In vitro investigations have shown high efficacy of spray mist reduction during dental treatments [18, 19], leading to minimization of contaminated area to such an extent that not even the treatment team comes in contact with the spray mist [3]. Nevertheless, the results of the studies that measured spray mist and droplets via indirect techniques such as coloring the cooling water [3, 15] or counting droplets on filter paper [20, 21] as well as a combination of both systems [22] have not alone been suitable to provide evidence-based recommendations for safety against aerogenic transmission of infections. However, investigations measuring small particles under five microns directly could fail to indicate differences between various suction devices due their inherent measuring technique [16].

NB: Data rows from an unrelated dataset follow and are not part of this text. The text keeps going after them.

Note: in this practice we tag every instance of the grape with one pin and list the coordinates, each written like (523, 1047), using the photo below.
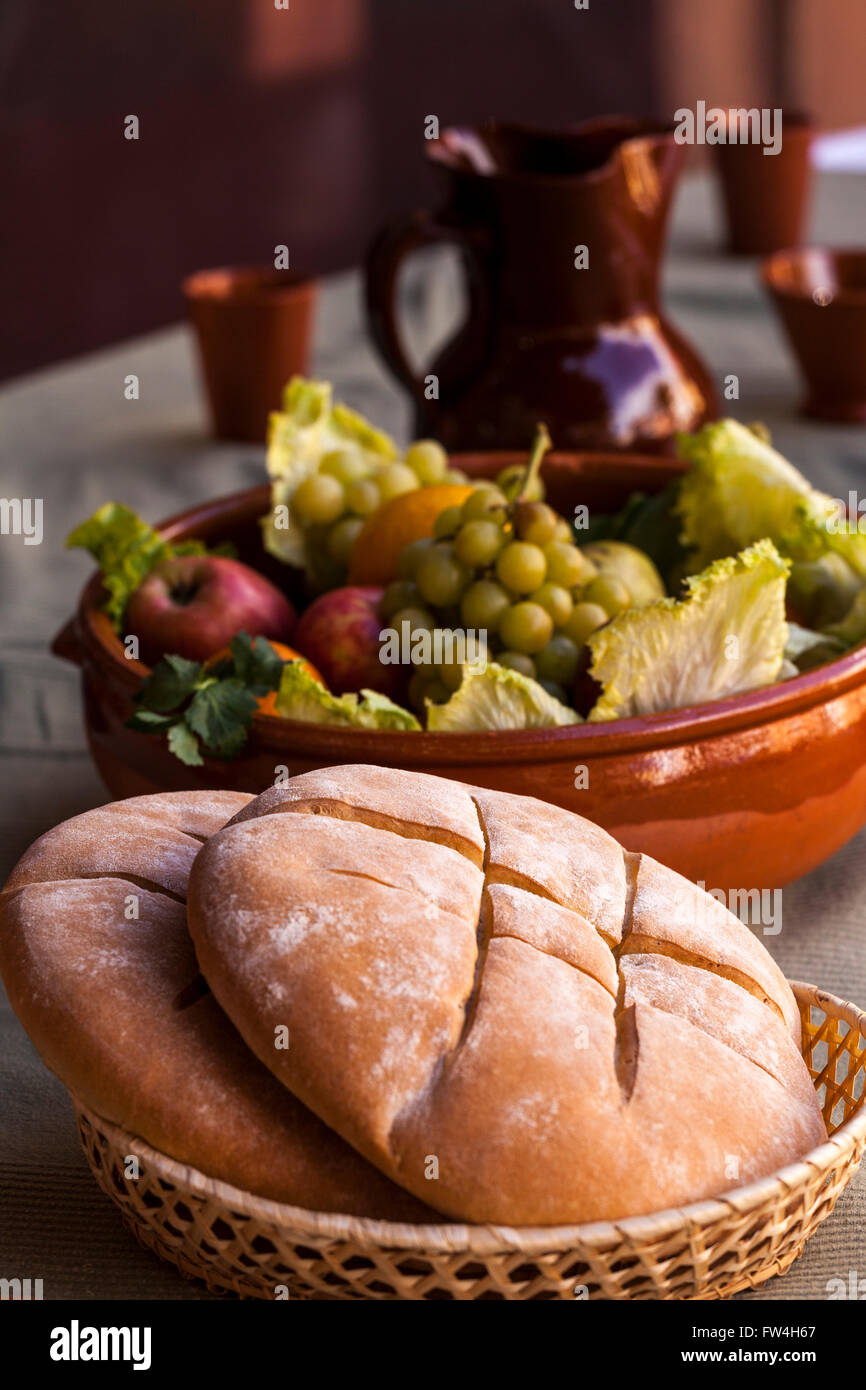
(342, 538)
(517, 662)
(410, 555)
(319, 499)
(451, 674)
(584, 620)
(526, 627)
(477, 544)
(419, 619)
(487, 501)
(609, 594)
(512, 478)
(439, 576)
(344, 464)
(401, 594)
(363, 496)
(484, 603)
(448, 523)
(566, 565)
(556, 601)
(558, 662)
(427, 460)
(323, 570)
(535, 521)
(521, 567)
(394, 480)
(555, 690)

Different limitations of the current study can be pointed out. Our in vitro results cannot be transferred 1:1 to a clinical setting according to the experimental nature of the data, including a low number of samples, and do not permit a detailed analysis of which factors may have the most deleterious influence on the efficacy of spray mist reduction. For instance, as other experimental studies tested for various spray mist generating procedures [21, 23], our simulation included only one high-speed tooth preparation with a dental turbine without destruction of the test tooth and no breathing of the manikin. It must be assumed that additional particles as a result of tooth preparation and breathing airflow will further increase the total number of countable particles. Additionally, minimal changes in the room conditions (e.g., air ventilation, temperature) can have an unknown effect on the direction of the particle [6]. This must be noted, as our measuring method used a small frame of 6.6×5.3×1.1 mm for particle counting. The restriction of the particle resolution of 5–50 microns also has to be mentioned as a limitation. The infectivity of virus-laden particles correlates with their sizes, and smaller particles are potentially more infectious than larger particles; e.g., the coronavirus RNA genome was detected in 40% of aerosol particles smaller than 5 μm and in only 30% of larger particles (>5 μm) [24]. However, for particles larger than 50 μm, it can be assumed that they fall relatively rapidly [15] and have to be managed with adequate surface disinfection after treatment [25]. Furthermore, due to the border lines of measurable particles in our investigation, the suction efficacy of an intraoral HVE is overestimated when directly compared with other particle measurement methods [16]. Therefore, to control all particles, additional protective measures (e.g., use of eye protection, masks, gloves, clothing coverage, and preprocedural antiseptic mouthwash) are strongly recommended in dentistry [25, 26]. As we chose a case scenario with reproducible spray mist in a vertical direction towards an imaginary operator head (worst case scenario) and a fixed particle measuring frame, we were unable to present data to detect differences in the direction of spray mist. Previous investigations found that scenarios where the spray mist is frequently directed towards the air of the operatory are the most difficult to control [3, 15, 16].

Overall, experimental research data are necessary to generate a hypothesis or develop methods for clinical studies, which are required promptly, as the influence of airborne microorganism transmission is still unclear. Therefore, every effort should be made to further improve the knowledge to develop procedures and safety protocols in dentistry [27].


Within the limits of the in vitro study design and the chosen experimental setup, intraoral high-volume suction had a beneficial effect on reducing particles sized 5–50 microns induced by the spray mist of high-speed tooth preparation, and this effect was improved with higher flow rates.